Telling an historic bloody tale

Battle of Edgehill exhibition Project Manager Brian Douthwaite and management group members Puffin Pocock and Rachel Mander inside St Peter's Church in Radway.'MHLC-16-10-13 Radway battle Oct57
Battle of Edgehill exhibition Project Manager Brian Douthwaite and management group members Puffin Pocock and Rachel Mander inside St Peter's Church in Radway.'MHLC-16-10-13 Radway battle Oct57

The first battle of the English Civil War will be brought to life thanks to more than £70,000 from the National Lottery.

An information exhibition and project based in St Peter’s church, Radway, will tell the story of the Battle of Edgehill.

Called The Battle of Edgehill Information Hub, the volunteer-lead group has been given £71,800 from the Heritage Lottery Fund (HLF).

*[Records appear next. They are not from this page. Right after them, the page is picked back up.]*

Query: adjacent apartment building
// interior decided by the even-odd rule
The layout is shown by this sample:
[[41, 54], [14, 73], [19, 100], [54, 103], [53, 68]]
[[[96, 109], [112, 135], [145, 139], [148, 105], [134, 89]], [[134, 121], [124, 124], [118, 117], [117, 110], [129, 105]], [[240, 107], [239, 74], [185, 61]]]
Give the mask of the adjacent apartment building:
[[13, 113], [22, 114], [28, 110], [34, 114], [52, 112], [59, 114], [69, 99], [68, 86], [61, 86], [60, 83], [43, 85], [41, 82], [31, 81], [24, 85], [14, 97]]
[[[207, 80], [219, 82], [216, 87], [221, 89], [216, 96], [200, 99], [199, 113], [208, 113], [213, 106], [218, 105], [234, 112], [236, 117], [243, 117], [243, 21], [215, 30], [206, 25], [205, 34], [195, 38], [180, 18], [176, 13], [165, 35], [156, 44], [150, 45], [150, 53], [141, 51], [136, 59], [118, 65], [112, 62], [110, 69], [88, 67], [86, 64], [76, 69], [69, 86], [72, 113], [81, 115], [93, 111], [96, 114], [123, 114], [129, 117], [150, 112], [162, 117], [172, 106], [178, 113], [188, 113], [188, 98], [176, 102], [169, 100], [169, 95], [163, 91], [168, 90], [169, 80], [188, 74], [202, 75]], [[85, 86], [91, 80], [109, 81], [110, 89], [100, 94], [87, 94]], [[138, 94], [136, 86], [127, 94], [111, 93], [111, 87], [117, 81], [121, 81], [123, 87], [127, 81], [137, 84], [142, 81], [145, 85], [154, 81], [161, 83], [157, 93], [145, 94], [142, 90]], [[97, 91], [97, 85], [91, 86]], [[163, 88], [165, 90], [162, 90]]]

Brian Douthwaite, project manager, said: “We are thrilled to have received the support 
of the HLF and are confident that the project will provide much needed information for visitors.

“We have received widespread support, both from individuals with an interest in history and the social aspects of the battle, the Kineton History Group, Battlefields Trust and local schools who see it as providing material for their school curriculum.”

The project has to be completed by June 2015 and when the hub is open, it will tell the story of the Battle of Edgehill in a variety of interactive ways.

There will be a film of actors in period costume which will provide a touch screen introduction; the story of the battle and the effect on the local people will be provided; life-size dummies will be dressed in period costume and artefacts displayed in museum-style cabinets.

There will also be a website run in tandem with the hub.

Mr Douthwaite said: “We want to provide information that is informative and acceptable to all ages.

“Our information will not only be about the battle, but also the social history of the area and the effect on the area – both armies pillaged and took things from people..

“It was the end of October, so a lot of the food would have been stored to help them through the winter.”